The as-synthesized samples were identified by power X-ray diffraction (XRD) (SmartLab, 40 kV) with Kα rays radiated from Cu. The scanning electron microscope (SEM) samples were prepared by dropping the suspension solution onto the silicon substrate and dried under ambient conditions. The SEM images were collected with a QUATTRO S SEM operated at 20 kV. The transmission electron microscope (TEM) images were acquired on JEOL JEM-2100F. The cRED data was collected on JEOL 2100plus equipped with an ASI camera at 200 kV. The high-resolution PXRD data for Rietveld refinement were collected on the STOE STADP diffractometer with a monochromatic Cu 1 source (λ = 1.5406 Å) in the Debye−Scherrer geometry. The PXRD data were collected in the 0.2 mm capillary. The whole Rietveld refinement was performed with TOPAS academic suite V5.0. Thermogravimetry analysis (TGA) measurements were conducted on the PerkinElmer STA6000 analyzer from 30 to 650 °C at a rate of 10 °C min−1 under N2 flow. The X-ray photoelectron spectroscopy (XPS) tests were performed using an ESCALAB-MKII spectrometer with an Al Kα X-ray source by using C 1 s (284.5 eV) as the reference. The X-ray absorption spectroscopy measurement was carried out in a transmission mode at the beamline X-ray absorption fine structure for catalysis (XAFCA) of Singapore Synchrotron Light Source operated at 700 MeV with a beam current of 200 mA77. The data was collected at room temperature.

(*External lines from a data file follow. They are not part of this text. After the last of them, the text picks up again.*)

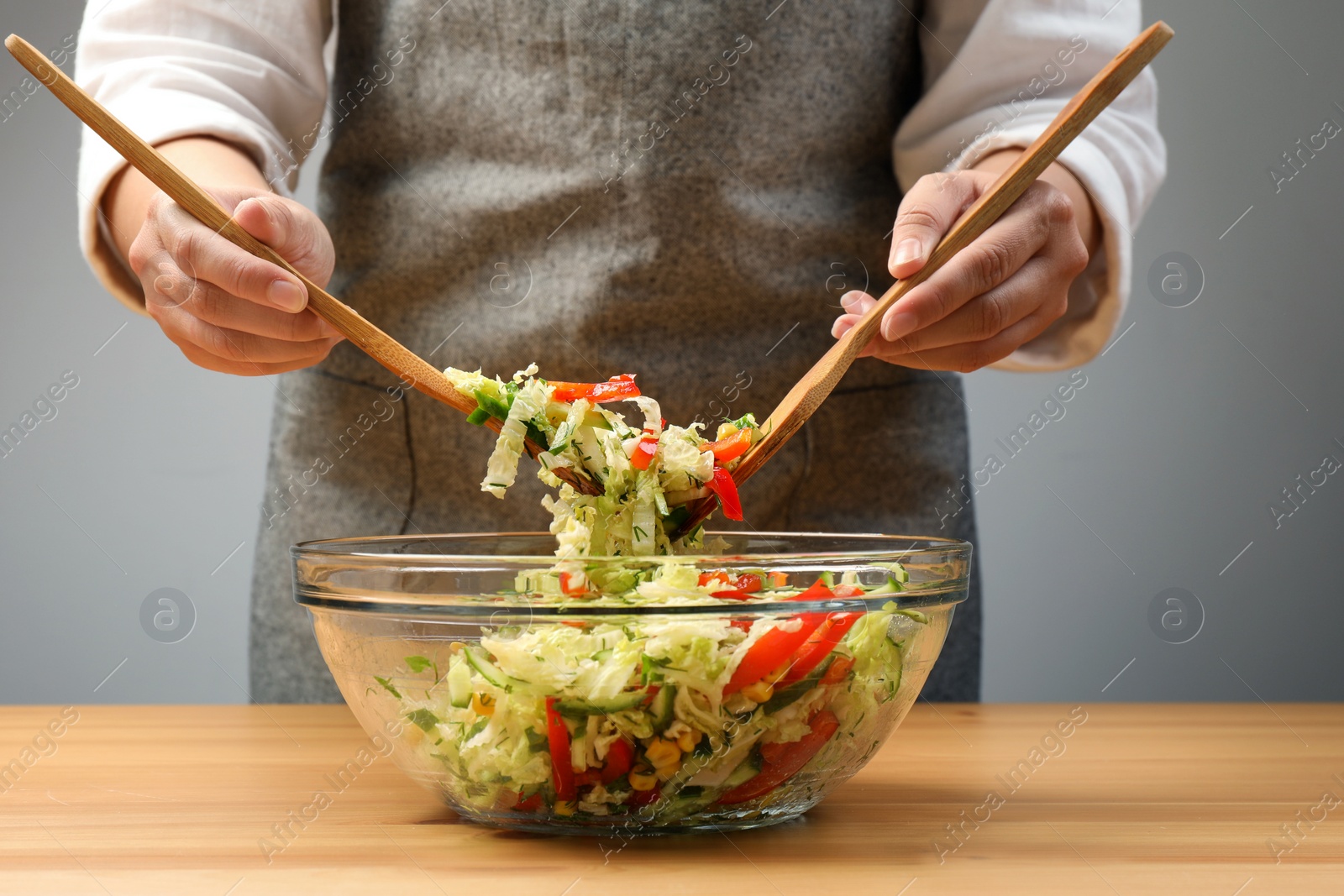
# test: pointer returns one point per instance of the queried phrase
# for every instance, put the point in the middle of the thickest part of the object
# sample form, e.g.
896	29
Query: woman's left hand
1005	289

The data processing and fitting were conducted using the Athena and Artemis software packages78. The solution after saturated KCl exchange was analyzed by nuclear magnetic resonance (NMR 300 MHz, Bruker AVANCE III BBO Probe) spectroscopy. The ratio of Cu to Co in the obtained PBA samples was confirmed by the inductively coupled plasma optical emission spectrometry (ICP-OES, PerkinElmer, Optima 8000).

Single-component static adsorption

For the porosity analysis, nitrogen adsorption–desorption experiments were executed at 77 K on an Autosorb iQ2 adsorptometer, Quantachrome Instruments. The adsorption–desorption isotherms for CO2, CH4, and so on at 273 and 298 K were also recorded on the same instrument. Prior to the gas adsorption measurement, about 50 mg of the freshly prepared samples were activated under a high vacuum at 100 °C for 12 h. During the cycling tests, the samples were treated at 100 °C for 12 h after each adsorption test, and then they were used for the next adsorption measurement.

Breakthrough experiments

The breakthrough experiments of C3H6/C2H4 were carried out with the Multi-constituent Adsorption Breakthrough equipment at 273 K. All experiments were conducted using a column with a 6 mm inner diameter and about 45 nm height. The weight of the packing sample is between 0.4 to 0.6 g. The column packed with samples was firstly activated at 373 K for 720 min and then purged with He flow (20 mL min1) at the target temperature. The mixed gas of C3H6 and C2H4 (50/50, v/v) flow was introduced at 5 mL min1. The outlet gas from the column was monitored by an online mass spectrometry. The breakthrough experiments of CO2/CH4 were conducted using a lab-scale fix-bed reactor at 298 K. In a typical experiment, the powder was activated at 373 K for 24 h. Then 100 mg of material was packed into a quartz column (5.8 mm (I.D.) × 150 mm) with silane-treated glass wool filling the void space. A helium flow (1 mL min1) was used to purge the adsorbent at 373 K for 5 h and then the system was cooled down to 298 K. The flow of helium was then turned off while the mixture of CO2 and CH4 (50/50, v/v) at a rate of 1 mL min1 was allowed to flow into the column. The effluent from the column was monitored using an online mass spectrometer.